Rechnungsprüfung bei freien Trägern der Jugendhilfe 

Einleitung: Sehr geehrter Herr Oberbürgermeister,

Das Rechnungsprüfungsamt kritisiert freie Träger der Jugendhilfe, die mit öffentlichen Mitteln arbeiten, aber Rechnungsprüfern keinen Einblick in ihre Bücher gestatten wollen. Unter anderem erklärte dazu Bildungsbürgermeister Hartmut Vorjohann (CDU) wird im DNN-Sommerinterview (am 06.07.17 veröffentlicht): „Ich bin eindeutig dafür, dass Transparenz herrscht".

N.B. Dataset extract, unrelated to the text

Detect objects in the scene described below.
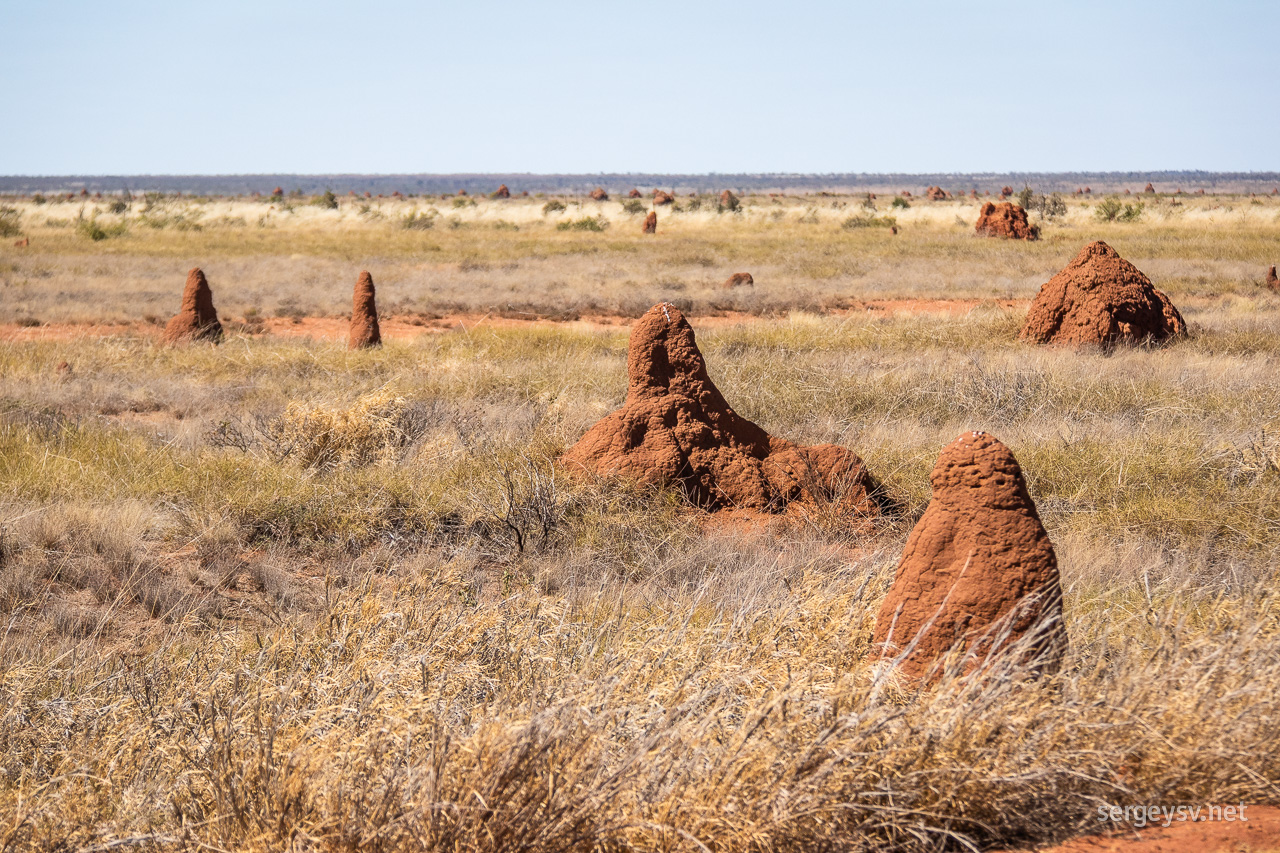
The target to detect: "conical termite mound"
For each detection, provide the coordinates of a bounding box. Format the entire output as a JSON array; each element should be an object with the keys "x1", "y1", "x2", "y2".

Dazu habe ich folgende Fragen: 

Fragen:

  1. In welcher Höhe erhielten Träger der Jugendhilfe seit 2014 städtische Zuschüsse und wie hoch prognostiziert die Stadt die Zuschüsse für das Jahr 2017?
  2. Welche Träger der Jugendhilfe (unter 1), die städtische Zuschüsse erhalten, verweigern bzw. verweigerten den Rechnungsprüfern Einblick in ihre Bücher und wenn, aus welchen Gründen?
  3. Wurden die Träger der Jugendhilfe, die Einblick in ihre Bücher verweigerten, von Wirtschaftsprüfungsgesellschaften geprüft? Falls ja, um welche Wirtschaftsprüfungsgesellschaften bei welchem Träger der Jugendhilfe handelt(e) es sich? 
  4. Welche Maßnahmen sind seinerzeit durch den ehemaligen Finanzbürgermeister, Herrn Vorjohann, und werden aktuell durch Finanzbürgermeister Dr. Lames angestrengt, um dem wichtigen Anliegen der Transparenz städtischer Zuschüsse an freien Trägern der Jugendhilfe gerecht zu werden? 
  5. Welcher künftige Umgang ist mit Trägern der Jugendhilfe geplant bzw. vorgesehen, die sich weiterhin weigern, Einblick in ihre Bücher zu geben bzw. autorisierte Wirtschaftsprüfungsberichte, GuV, Bilanzen etc. unter Verschluss halten?